External Review has two tiers, and the split is about how much accuracy the content demands:
| Tier | Best for |
|---|---|
| Standard | Accurate translation with a human voice – marketing copy, UI strings, help content |
| Pro | Professional use with an even higher accuracy bar – legal, medical, and regulated content |
This is the candor worth being explicit about: External Review is a real human translator on the other end, with the turnaround and cost that implies. It is not a faster model. Use it where a person's judgment is the point – regulated text, high-stakes copy – and lean on the AI-only path for the bulk of your content that doesn't need it.
Timeout#
A human stage introduces a risk the AI stages don't have: the human might never respond. A reviewer is on vacation, the provider is backed up, the item is forgotten. Left unbounded, the job would wait forever.
So the wait is bounded. You set how long the workflow waits for the human output – the same timeoutHours setting applies to both review modes. If the timeout expires with no response, the stage is marked skipped and the job continues with the AI translation as the final output. The default is 48 hours.
State the cost plainly: on timeout you ship the unreviewed AI translation. That is the correct fallback for most content – a translation that shipped beats a job stuck open indefinitely – but it is a real tradeoff. For content where a human must sign off no matter what, set a generous timeout and alert on the skip; for content where review is a nice-to-have, a short timeout keeps the pipeline moving.
Timeout is per stage, not per job
The timeout governs only how long this stage waits for a human. It is independent of how long the rest of the job takes. Because the wait is event-driven, a long timeout costs you latency-to-final-output if the reviewer is slow – never background compute.
Enabling the stage#
humanEdit is configured like every pipeline stage: an engine-level default in the engine's Pipeline tab, optionally overridden per request. The full two-layer model lives on Configure the pipeline; the shape specific to this stage is:
{
"humanEdit": {
"enabled": true,
"provider": "internal",
"tier": "standard",
"timeoutHours": 48
}
}provider selects the mode – internal for your own team, the external provider otherwise. tier (standard or pro) applies to External Review and is ignored for Internal. timeoutHours is the bound from the section above. To override for a single submission, pass this block inside pipelineConfig on the create call; omit it and the job inherits the engine's setting.

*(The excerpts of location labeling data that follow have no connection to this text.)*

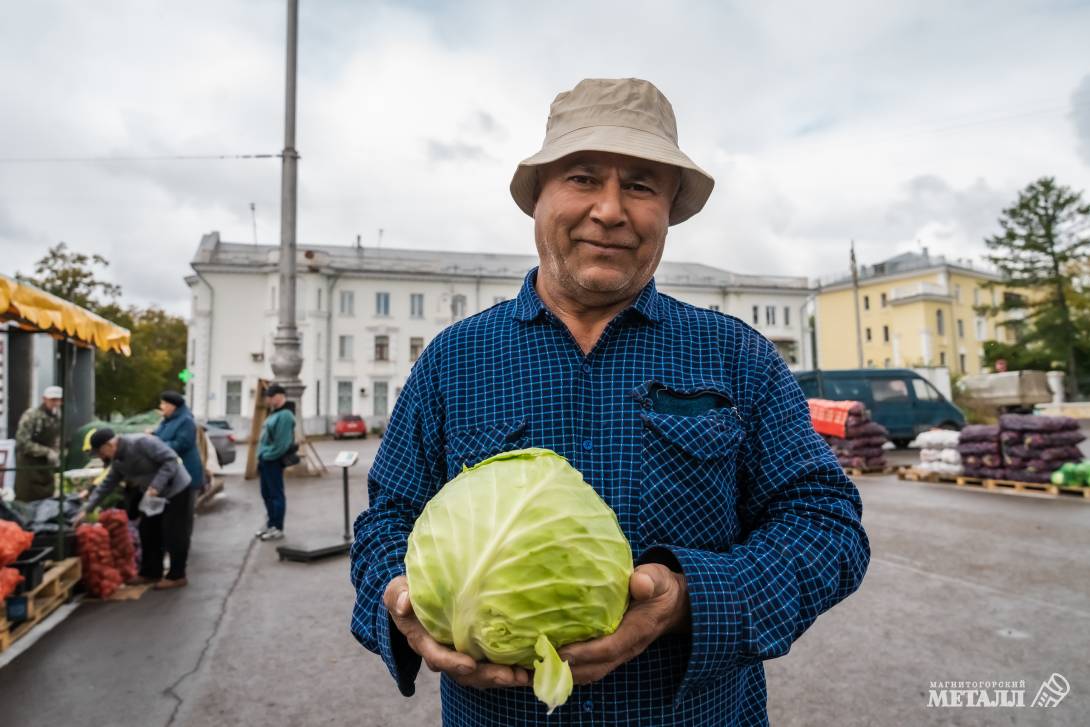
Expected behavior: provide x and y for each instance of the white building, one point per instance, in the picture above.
(366, 313)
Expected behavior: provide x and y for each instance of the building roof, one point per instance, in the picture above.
(911, 263)
(217, 255)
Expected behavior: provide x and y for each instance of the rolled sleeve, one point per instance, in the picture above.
(804, 549)
(407, 472)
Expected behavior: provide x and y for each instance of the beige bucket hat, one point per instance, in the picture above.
(622, 116)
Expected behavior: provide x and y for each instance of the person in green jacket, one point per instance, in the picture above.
(278, 435)
(37, 447)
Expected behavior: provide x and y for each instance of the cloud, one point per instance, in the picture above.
(884, 122)
(1080, 116)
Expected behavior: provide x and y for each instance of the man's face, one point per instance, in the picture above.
(108, 450)
(601, 222)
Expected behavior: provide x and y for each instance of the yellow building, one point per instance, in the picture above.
(915, 310)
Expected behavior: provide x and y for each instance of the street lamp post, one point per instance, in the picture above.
(288, 358)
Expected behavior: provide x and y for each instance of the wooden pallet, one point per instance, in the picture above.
(56, 588)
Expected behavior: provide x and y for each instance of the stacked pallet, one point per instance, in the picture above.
(979, 447)
(846, 426)
(1034, 447)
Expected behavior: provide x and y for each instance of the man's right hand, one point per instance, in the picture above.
(460, 667)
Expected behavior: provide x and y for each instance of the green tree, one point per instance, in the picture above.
(126, 385)
(72, 276)
(1043, 235)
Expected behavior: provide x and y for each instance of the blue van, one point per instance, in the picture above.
(898, 399)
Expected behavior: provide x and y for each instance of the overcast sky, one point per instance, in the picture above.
(895, 123)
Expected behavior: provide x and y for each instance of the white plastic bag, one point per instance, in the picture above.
(152, 506)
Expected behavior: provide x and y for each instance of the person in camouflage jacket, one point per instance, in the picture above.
(37, 447)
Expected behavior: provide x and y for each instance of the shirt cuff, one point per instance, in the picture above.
(715, 607)
(401, 661)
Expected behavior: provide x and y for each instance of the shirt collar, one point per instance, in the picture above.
(529, 304)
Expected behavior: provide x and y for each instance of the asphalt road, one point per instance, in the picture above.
(963, 585)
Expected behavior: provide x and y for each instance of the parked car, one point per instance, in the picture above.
(350, 425)
(898, 399)
(222, 439)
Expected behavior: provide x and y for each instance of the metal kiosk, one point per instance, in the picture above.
(309, 553)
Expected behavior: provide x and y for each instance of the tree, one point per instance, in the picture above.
(71, 276)
(1044, 235)
(126, 385)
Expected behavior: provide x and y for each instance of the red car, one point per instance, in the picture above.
(350, 425)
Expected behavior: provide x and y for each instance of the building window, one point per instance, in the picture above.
(458, 307)
(232, 397)
(348, 302)
(343, 398)
(380, 398)
(344, 348)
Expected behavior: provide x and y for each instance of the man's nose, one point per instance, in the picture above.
(608, 208)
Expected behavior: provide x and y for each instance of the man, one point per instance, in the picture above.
(148, 467)
(37, 447)
(686, 421)
(278, 435)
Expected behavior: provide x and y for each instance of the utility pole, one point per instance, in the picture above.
(288, 358)
(855, 294)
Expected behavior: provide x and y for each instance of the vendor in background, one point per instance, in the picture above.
(37, 447)
(149, 467)
(179, 432)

When the stage runs, it records itself on the job under stepId: "humanEdit" with a status of completed, failed, or skipped – the same step record every stage produces. Reading those records is covered in Observe pipeline runs.
A human edit can drift from your engine rules
A human translator may phrase something in a way that conflicts with your glossary, brand voice, or instructions – they're translating well, not memorizing your config. To reconcile the human's edit back to your engine rules automatically, enable the next stage, AI review. It runs only after a human stage that actually produced output.